Il capitolo sulla Competitività è quello che meglio chiarisce la filosofia di FR. Le misure di politica industriale sono raggruppate sotto il titolo Souveraineté technologique . La Francia in altre parole intende riconquistare o conquistare una sua “sovranità produttiva”.  La risposta francese al blocco degli approvvigionamenti, alle interruzioni nelle catene del valore dovuti alla pandemia e al lockdown sembra essere quella di sognare un paese in qualche modo più autosufficiente. 11 miliardi sono destinati a investimenti nelle tecnologie strategiche (PIA – Piano di investimenti dell’avvenire, evocativo anche il titolo), complessivamente 20 miliardi tra il 2021 e il 2025. Macron non ha paura di individuare i settori da finanziare: tecnologie numeriche, intelligenza artificiale, biomedicale, energia, agricoltura e sovranità alimentare (!), trasporti e mobilità, città del futuro. Ma ci sono fondi anche per l’automobile e per il settore aeronautico. La cybersecurity è un altro capitolo che ha la massima attenzione, e anche questo in chiave di indipendenza, sicurezza nazionale, sovranità tecnologica.  

1 miliardo di euro è destinato a favorire il “reshoring” su territorio francese di lavorazioni oggi all’estero.

Vi sono poi 10 miliardi per la riduzione della tassazione gravante sulle imprese nel 2021 e altri 10 per il 2022, la riduzione tuttavia sarà permanente e quindi verrà poi finanziata su base continuativa. 3 miliardi di euro sono destinati alla ricapitalizzazione delle piccole e medie imprese.

Il terzo capitolo, coesione, ha come cardine la sanità (6 miliardi) e la formazione dei giovani (2 miliardi), life-long learning (1 miliardo) e formazione per tutelare e rafforzare l’occupabilità dei lavoratori (7,6 miliardi).

Insomma, FR è interessante e dettagliato. In vari casi sono indicate anche le variabili che verranno usate per monitorare i risultati raggiunti. E’ coraggioso individuare con chiarezza i cambiamenti che si vogliono facilitare nel sistema produttivo. Scegliere i settori da finanziare con i fondi pubblici è sempre rischioso, ma forse oggi è più rischioso non scegliere o dare aiuti a pioggia.

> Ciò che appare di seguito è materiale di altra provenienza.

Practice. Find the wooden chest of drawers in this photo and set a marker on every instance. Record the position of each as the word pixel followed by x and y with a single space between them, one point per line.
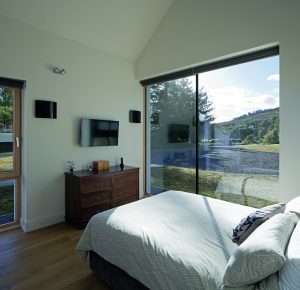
pixel 89 193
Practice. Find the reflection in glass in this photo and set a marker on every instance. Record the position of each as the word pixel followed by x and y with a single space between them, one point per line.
pixel 7 201
pixel 172 109
pixel 6 130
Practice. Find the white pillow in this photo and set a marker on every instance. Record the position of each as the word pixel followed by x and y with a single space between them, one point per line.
pixel 289 275
pixel 262 254
pixel 294 206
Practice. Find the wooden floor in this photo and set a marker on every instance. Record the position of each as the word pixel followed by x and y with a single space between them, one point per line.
pixel 44 259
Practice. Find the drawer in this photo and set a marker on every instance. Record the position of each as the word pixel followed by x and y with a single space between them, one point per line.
pixel 88 200
pixel 124 201
pixel 125 179
pixel 123 190
pixel 88 213
pixel 95 184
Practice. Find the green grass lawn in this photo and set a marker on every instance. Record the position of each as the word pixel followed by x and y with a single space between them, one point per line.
pixel 178 178
pixel 273 148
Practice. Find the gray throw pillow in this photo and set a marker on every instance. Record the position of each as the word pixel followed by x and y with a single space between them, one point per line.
pixel 262 254
pixel 247 225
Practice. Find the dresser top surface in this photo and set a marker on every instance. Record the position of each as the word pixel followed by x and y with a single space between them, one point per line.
pixel 110 171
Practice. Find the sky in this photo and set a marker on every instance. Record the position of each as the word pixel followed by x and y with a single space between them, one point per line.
pixel 243 88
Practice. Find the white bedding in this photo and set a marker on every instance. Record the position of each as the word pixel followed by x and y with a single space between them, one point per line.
pixel 174 240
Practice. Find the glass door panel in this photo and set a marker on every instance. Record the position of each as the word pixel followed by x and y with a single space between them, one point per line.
pixel 7 201
pixel 172 152
pixel 6 130
pixel 9 154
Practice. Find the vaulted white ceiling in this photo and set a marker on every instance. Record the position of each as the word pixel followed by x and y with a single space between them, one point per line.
pixel 120 27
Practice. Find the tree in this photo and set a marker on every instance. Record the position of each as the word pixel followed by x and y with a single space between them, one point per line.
pixel 176 100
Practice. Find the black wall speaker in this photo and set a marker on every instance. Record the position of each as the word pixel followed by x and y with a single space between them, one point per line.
pixel 134 116
pixel 45 109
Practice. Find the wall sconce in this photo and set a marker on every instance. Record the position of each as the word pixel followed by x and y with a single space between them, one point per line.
pixel 59 71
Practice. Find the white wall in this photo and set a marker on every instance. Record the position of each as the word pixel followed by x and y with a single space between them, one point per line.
pixel 96 84
pixel 198 31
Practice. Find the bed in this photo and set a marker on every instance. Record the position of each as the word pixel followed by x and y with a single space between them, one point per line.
pixel 174 240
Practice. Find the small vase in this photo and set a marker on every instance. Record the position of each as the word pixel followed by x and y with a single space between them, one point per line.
pixel 122 164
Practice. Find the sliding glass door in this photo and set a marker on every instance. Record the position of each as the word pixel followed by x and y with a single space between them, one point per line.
pixel 216 133
pixel 172 136
pixel 10 127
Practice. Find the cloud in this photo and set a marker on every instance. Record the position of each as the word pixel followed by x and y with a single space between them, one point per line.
pixel 274 77
pixel 231 102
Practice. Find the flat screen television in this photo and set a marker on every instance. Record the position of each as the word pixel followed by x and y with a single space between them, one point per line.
pixel 95 132
pixel 178 133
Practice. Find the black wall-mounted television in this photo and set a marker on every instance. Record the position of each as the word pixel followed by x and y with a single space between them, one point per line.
pixel 178 133
pixel 95 132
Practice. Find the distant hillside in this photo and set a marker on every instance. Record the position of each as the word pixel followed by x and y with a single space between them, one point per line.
pixel 257 127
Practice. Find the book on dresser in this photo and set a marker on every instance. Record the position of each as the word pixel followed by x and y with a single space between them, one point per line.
pixel 89 193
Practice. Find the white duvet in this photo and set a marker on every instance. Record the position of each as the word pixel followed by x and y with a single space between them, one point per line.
pixel 174 240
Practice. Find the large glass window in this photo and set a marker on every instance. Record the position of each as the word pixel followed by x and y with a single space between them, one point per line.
pixel 172 112
pixel 239 145
pixel 217 133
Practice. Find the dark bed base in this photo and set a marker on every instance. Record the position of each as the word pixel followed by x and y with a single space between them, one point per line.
pixel 112 275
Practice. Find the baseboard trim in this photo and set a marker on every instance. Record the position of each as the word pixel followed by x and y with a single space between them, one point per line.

Alcuni aspetti lasciano perplessi.

La logica è quella di rendere la Francia più autonoma e indipendente. Si punta sull’idea che sia possibile aumentare la sovranità tecnologica e produttiva quasi come se ci si dovesse preparare a un lungo isolamento. Alla sovranità macroeconomica dei populisti, Macron contrappone la sovranità microeconomica dell’energia e della tecnologia. Il termine “globalizzazione” non viene mai usato nelle 300 pagine del Piano. La stessa parola “Europa” è quasi assente. Cosa ha in testa Macron? Di fare della Francia una potenza autosufficiente?

Su molti filoni forse sarebbe stato più sensato usare i fondi del Recovery Fund in chiave europea. Prendiamo l’idrogeno. Anche la Germania, nel proprio Piano di rilancio, ha stanziato 9 miliardi (curiosa la congruenza delle cifre con il Piano francese). Non era forse meglio prevedere un grande piano europeo per l’idrogeno e giungere a una massa critica di investimenti significativa, evitando le duplicazioni?

La prospettiva italiana certo dovrà essere molto diversa da quella francese. Noi non possiamo prescindere da un’analisi di quale possa e debba essere la nostra collocazione nei mercati internazionali, nella divisione internazionale della produzione, nella nuova globalizzazione post-Covid. L’Italia, a differenza della Francia, non ha molte grandi imprese, è molto più integrata a livello mondiale e rischia di diventare un paese unicamente fornitore di componentistica e beni intermedi. Un Piano italiano andrebbe innanzitutto predisposto al più presto.